After independence in 1821, the ecclesiastical right to hold real estate was challenged in the 1830s during the vice-presidency of Valentín Gómez Farías, who implemented the secularization of Franciscan missions in California.

== Excluded properties ==
The law excluded properties that were used by the Catholic Church as an institution for religious purposes. As stipulated in Article 8 of the law, the properties were exempt from the alienation if the buildings used immediately and directly in the service of Church institutions, such as convents, episcopal palaces, municipal schools, hospitals, hospices], markets, and houses of correction charities. Certain properties belonging to municipalities were also exempted: buildings, open lands, and land used exclusively for the public service of their populations.

== Fiscal consolidation ==
All transfers of rural and urban properties executed under the law had a 5% sales tax, which was to be paid in the corresponding general government offices.

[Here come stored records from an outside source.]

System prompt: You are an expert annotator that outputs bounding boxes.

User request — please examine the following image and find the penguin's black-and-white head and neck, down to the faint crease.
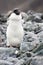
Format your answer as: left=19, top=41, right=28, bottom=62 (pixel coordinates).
left=9, top=8, right=22, bottom=20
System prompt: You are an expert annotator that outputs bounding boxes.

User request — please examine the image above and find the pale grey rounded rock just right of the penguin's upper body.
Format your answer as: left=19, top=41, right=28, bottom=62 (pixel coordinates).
left=24, top=20, right=37, bottom=32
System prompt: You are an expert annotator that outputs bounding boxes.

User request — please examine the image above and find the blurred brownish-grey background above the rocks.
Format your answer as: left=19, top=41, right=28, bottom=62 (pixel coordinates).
left=0, top=0, right=43, bottom=13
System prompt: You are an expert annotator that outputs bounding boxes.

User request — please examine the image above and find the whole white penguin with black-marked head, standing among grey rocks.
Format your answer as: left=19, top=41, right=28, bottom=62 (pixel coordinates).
left=6, top=9, right=24, bottom=47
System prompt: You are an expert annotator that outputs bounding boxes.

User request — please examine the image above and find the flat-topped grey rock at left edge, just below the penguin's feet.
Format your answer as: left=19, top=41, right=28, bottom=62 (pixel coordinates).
left=0, top=47, right=17, bottom=60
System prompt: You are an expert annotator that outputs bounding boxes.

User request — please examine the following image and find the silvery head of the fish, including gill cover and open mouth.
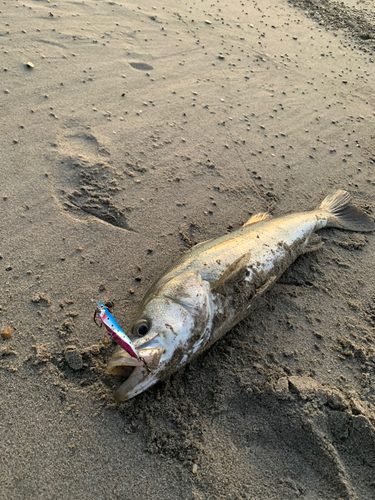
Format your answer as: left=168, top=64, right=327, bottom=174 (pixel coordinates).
left=107, top=272, right=213, bottom=401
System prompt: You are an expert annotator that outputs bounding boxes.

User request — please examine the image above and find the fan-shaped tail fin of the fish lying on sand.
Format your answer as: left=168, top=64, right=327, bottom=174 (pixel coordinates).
left=318, top=189, right=375, bottom=232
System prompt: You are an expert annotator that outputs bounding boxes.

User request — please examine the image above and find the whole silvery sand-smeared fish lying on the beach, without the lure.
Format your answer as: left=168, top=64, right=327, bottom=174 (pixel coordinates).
left=106, top=190, right=375, bottom=402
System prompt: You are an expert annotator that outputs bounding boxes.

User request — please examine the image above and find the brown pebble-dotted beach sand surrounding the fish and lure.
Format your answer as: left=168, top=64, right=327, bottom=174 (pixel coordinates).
left=0, top=0, right=375, bottom=500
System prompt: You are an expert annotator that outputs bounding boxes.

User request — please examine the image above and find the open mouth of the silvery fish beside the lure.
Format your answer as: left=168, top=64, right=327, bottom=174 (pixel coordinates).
left=106, top=345, right=164, bottom=402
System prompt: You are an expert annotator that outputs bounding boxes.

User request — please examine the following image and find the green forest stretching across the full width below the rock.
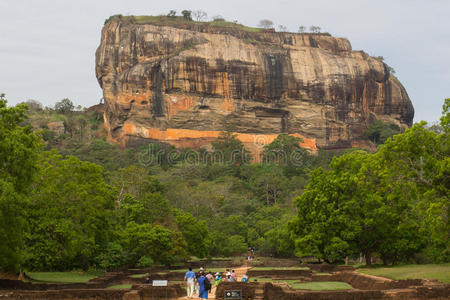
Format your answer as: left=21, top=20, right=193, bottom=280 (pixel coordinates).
left=0, top=94, right=450, bottom=272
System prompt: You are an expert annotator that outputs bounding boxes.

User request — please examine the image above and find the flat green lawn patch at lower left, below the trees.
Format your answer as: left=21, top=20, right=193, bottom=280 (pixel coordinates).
left=27, top=271, right=104, bottom=283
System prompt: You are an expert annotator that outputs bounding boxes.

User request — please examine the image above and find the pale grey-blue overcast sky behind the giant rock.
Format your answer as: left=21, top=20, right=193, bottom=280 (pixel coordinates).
left=0, top=0, right=450, bottom=122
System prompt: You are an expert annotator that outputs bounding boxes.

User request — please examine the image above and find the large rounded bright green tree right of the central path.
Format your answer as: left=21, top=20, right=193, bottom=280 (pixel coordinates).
left=290, top=151, right=423, bottom=265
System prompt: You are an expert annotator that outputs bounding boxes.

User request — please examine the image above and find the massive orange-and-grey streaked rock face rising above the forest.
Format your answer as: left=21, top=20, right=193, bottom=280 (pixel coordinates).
left=96, top=19, right=414, bottom=154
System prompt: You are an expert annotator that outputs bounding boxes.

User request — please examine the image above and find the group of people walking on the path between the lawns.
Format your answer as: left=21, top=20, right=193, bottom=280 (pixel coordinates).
left=184, top=268, right=248, bottom=299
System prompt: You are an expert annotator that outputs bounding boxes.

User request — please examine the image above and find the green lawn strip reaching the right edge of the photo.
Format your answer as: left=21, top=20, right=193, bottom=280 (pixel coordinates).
left=358, top=263, right=450, bottom=283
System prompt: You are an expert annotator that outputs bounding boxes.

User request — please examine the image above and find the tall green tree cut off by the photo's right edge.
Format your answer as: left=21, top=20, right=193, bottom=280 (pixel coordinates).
left=379, top=122, right=450, bottom=262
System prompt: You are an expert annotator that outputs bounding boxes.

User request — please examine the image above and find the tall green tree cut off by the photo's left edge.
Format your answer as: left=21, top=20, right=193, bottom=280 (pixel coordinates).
left=0, top=94, right=42, bottom=272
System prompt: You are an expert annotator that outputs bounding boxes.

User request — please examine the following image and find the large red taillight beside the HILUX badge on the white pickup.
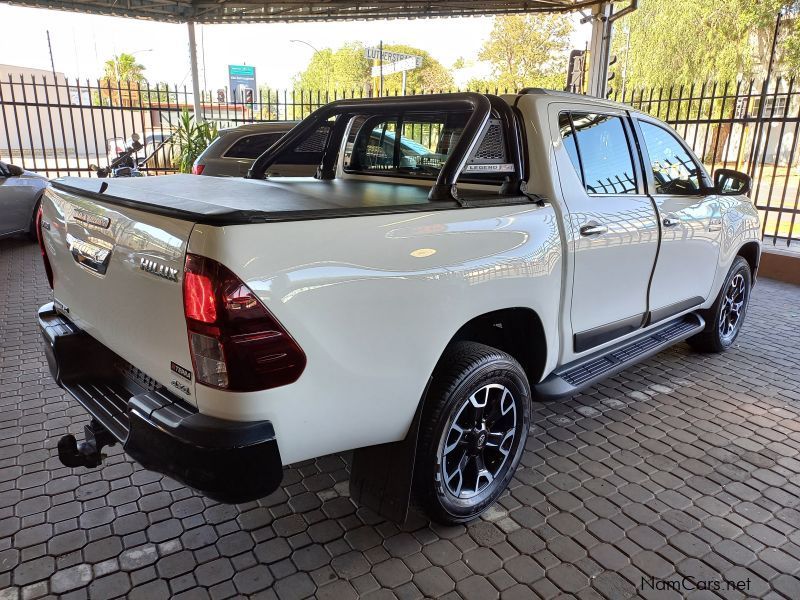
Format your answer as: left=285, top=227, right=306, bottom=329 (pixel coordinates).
left=183, top=254, right=306, bottom=392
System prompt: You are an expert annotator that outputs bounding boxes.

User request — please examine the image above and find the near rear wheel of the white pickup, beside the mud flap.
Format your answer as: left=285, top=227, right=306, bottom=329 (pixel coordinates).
left=415, top=342, right=531, bottom=524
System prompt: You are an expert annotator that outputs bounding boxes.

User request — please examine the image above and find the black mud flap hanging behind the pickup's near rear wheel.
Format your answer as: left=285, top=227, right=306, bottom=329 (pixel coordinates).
left=350, top=379, right=431, bottom=523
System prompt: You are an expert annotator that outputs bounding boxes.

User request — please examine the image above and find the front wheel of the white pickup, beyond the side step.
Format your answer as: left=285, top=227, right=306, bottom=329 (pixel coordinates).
left=687, top=256, right=753, bottom=353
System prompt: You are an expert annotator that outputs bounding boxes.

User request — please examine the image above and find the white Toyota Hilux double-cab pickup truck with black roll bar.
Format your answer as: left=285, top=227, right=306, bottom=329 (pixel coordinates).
left=38, top=89, right=760, bottom=523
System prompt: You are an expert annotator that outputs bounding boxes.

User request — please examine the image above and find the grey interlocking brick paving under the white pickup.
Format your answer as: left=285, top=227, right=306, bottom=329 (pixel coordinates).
left=0, top=240, right=800, bottom=600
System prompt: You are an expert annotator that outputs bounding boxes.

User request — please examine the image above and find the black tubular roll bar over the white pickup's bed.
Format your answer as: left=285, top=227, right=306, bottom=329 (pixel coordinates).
left=246, top=92, right=523, bottom=201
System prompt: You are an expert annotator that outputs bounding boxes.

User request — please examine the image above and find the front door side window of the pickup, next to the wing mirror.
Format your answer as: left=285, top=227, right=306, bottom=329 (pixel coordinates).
left=639, top=121, right=701, bottom=195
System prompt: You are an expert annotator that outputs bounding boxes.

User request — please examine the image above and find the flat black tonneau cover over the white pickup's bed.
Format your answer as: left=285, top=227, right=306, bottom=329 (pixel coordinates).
left=52, top=174, right=530, bottom=225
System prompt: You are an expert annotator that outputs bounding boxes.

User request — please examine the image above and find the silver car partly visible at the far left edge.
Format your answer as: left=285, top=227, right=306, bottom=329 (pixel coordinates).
left=0, top=161, right=49, bottom=240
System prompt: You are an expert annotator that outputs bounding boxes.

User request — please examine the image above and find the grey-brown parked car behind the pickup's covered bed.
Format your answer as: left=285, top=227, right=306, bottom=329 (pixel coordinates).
left=192, top=121, right=308, bottom=177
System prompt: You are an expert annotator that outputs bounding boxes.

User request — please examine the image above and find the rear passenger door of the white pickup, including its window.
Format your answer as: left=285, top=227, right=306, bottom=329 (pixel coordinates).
left=556, top=107, right=658, bottom=353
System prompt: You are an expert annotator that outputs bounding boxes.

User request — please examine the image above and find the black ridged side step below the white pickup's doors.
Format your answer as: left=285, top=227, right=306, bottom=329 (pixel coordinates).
left=533, top=313, right=706, bottom=400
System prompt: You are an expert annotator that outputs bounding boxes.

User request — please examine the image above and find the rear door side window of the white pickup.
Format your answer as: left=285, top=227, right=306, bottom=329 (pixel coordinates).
left=571, top=112, right=637, bottom=194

The taxes were to be in cash and debt bonds, depending on the time to verify the awards. By those policies, the Mexican government intended to increase its low level of tax revenue to improve the public finances.

== Impact on native communities ==
The law required that civil corporations to be stripped of their real estate and so seriously damaged the foundation of the economy of indigenous communities, which owned all of the land in their boundaries. The territories represented a significant income for communities, as most were leased to third parties to raise funds. Thus, their loss worsened the situation of many indigenous people who already lived in poverty.

Natives demanded Finance Minister Miguel Lerdo de Tejada to respect their property rights. However, according to the law, the rights of tenants were reserved to buy their own land before it was offered to foreign buyers.

To prevent their lands from being acquired by others, some indigenous peoples went before a judge to acquire the land as an individual, but the officials charged very high fees and sales taxes, which complicated the recovery process. In other cases, judges had fraudulent dealings with those interested in the territories to acquire land even before the natives learned of the existence of the law, which made it virtually impossible for communities to retain their territories.